In August, Apple announced a system to check all our iPhones for illegal images, then delayed its launch after widespread pushback. Yet some governments continue to press for just such a surveillance system, and the EU is due to announce a new child protection law at the start of December.

Now, in Bugs in our Pockets: The Risks of Client-Side Scanning, colleagues and I take a long hard look at the options for mass surveillance via software embedded in people’s devices, as opposed to the current practice of monitoring our communications. Client-side scanning, as the agencies’ new wet dream is called, has a range of possible missions. While Apple and the FBI talked about finding still images of sex abuse, the EU was talking last year about videos and text too, and of targeting terrorism once the argument had been won on child protection. It can also use a number of possible technologies; in addition to the perceptual hash functions in the Apple proposal, there’s talk of machine-learning models. And, as a leaked EU internal report made clear, the preferred outcome for governments may be a mix of client-side and server-side scanning.

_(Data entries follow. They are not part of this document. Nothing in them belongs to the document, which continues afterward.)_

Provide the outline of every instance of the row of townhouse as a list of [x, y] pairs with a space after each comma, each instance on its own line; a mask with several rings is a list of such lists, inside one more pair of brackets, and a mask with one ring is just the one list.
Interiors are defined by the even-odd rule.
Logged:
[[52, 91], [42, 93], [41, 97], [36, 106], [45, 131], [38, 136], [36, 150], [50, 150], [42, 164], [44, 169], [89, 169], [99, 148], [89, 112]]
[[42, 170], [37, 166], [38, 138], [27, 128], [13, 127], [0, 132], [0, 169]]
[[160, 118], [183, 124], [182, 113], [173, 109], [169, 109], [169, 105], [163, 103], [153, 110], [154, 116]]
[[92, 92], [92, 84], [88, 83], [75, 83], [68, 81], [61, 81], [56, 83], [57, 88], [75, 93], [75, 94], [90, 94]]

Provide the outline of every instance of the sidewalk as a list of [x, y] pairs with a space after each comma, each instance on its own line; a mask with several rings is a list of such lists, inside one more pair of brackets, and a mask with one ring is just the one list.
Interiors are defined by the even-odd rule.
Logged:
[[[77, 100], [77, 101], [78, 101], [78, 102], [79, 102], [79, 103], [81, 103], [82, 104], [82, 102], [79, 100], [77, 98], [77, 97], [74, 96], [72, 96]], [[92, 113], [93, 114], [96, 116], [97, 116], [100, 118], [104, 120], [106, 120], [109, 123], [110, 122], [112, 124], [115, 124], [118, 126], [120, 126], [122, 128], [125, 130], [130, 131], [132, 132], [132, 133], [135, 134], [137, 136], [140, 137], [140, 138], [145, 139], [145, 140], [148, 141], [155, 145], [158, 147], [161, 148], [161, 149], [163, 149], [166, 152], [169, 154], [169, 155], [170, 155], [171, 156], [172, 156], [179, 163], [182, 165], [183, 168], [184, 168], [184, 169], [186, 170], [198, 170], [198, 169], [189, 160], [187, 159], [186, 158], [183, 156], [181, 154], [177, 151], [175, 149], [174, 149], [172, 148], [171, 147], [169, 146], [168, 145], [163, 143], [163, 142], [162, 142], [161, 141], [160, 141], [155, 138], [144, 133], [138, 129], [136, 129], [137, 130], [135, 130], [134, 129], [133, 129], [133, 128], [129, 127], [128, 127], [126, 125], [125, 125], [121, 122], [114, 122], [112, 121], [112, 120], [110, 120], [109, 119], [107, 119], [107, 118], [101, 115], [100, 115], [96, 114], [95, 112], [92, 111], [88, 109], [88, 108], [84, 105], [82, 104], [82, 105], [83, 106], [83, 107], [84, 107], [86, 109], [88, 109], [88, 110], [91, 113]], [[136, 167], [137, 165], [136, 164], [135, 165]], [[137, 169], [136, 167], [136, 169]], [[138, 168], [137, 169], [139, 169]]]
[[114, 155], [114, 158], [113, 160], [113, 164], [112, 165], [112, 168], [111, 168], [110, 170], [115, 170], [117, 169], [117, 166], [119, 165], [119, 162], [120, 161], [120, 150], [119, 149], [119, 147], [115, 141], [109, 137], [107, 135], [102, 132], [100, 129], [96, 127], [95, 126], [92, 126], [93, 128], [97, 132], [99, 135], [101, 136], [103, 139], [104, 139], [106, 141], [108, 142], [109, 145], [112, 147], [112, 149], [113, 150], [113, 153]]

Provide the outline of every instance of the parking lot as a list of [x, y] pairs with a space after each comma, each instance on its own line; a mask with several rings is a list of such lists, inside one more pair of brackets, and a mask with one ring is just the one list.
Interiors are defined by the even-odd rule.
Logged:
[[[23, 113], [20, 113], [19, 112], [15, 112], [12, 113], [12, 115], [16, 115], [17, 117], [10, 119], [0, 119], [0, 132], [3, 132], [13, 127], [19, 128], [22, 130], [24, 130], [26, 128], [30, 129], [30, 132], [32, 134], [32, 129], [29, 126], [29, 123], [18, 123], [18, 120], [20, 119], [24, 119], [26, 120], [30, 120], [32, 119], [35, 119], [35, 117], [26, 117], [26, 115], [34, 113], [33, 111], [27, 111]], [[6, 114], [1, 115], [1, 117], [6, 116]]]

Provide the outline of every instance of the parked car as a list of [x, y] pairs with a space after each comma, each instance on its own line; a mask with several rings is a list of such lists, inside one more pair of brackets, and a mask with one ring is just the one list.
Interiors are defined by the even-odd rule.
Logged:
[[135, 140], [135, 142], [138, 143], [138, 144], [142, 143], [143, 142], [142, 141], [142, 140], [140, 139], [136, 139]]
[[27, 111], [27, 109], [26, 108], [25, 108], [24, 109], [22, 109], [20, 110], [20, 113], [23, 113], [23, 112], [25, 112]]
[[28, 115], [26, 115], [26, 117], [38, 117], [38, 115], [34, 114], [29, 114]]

In our report, we provide a detailed analysis of scanning capabilities at both the client and the server, the trade-offs between false positives and false negatives, and the side effects – such as the ways in which adding scanning systems to citizens’ devices will open them up to new types of attack.

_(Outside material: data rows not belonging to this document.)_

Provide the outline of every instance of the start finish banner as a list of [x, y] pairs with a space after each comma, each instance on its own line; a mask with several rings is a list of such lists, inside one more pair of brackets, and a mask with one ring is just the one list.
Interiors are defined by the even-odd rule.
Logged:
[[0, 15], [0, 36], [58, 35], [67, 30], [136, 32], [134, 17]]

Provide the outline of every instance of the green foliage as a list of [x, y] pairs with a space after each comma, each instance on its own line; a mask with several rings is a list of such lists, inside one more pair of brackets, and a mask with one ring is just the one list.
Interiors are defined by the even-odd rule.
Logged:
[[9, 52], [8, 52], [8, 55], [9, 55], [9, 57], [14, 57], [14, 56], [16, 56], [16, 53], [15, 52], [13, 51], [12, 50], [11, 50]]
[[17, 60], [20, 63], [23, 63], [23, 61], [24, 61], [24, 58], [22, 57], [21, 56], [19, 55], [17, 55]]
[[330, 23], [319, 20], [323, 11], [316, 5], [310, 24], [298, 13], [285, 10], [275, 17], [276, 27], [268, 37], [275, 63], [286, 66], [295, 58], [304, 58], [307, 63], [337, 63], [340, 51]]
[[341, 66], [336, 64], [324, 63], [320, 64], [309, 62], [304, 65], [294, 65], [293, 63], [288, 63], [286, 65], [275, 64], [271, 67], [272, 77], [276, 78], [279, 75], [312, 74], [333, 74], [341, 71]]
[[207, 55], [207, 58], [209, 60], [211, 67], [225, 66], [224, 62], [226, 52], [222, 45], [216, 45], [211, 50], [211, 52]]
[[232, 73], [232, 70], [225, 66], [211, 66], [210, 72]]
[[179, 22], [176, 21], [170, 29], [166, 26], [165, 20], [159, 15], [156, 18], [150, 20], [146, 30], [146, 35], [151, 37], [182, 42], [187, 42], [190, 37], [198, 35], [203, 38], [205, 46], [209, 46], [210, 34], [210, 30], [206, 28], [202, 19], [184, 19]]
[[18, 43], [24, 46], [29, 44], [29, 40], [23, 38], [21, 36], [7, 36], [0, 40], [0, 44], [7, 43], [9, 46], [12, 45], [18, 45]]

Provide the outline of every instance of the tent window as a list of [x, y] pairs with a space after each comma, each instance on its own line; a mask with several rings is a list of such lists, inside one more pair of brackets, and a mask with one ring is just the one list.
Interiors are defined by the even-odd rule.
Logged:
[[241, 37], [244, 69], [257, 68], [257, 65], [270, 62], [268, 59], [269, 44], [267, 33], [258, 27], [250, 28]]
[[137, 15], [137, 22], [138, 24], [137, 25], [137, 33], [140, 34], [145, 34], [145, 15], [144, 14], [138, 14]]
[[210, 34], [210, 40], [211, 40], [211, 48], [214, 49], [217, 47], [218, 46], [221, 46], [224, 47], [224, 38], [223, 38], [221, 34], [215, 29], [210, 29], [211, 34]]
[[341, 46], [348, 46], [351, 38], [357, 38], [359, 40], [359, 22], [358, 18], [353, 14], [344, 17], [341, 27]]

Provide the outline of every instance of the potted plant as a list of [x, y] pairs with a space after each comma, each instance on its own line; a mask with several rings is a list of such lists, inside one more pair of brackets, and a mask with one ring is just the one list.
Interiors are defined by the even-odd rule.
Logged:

We did not set out to praise Apple’s proposal, but we ended up concluding that it was probably about the best that could be done. Even so, it did not come close to providing a system that a rational person might consider trustworthy.

Even if the engineering on the phone were perfect, a scanner brings within the user’s trust perimeter all those involved in targeting it – in deciding which photos go on the naughty list, or how to train any machine-learning models that riffle through your texts or watch your videos. Even if it starts out trained on images of child abuse that all agree are illegal, it’s easy for both insiders and outsiders to manipulate images to create both false negatives and false positives. The more we look at the detail, the less attractive such a system becomes. The measures required to limit the obvious abuses so constrain the design space that you end up with something that could not be very effective as a policing tool; and if the European institutions were to mandate its use – and there have already been some legislative skirmishes – they would open up their citizens to quite a range of avoidable harms. And that’s before you stop to remember that the European Court of Justice struck down the Data Retention Directive on the grounds that such bulk surveillance, without warrant or suspicion, was a grossly disproportionate infringement on privacy, even in the fight against terrorism. A client-side scanning mandate would invite the same fate.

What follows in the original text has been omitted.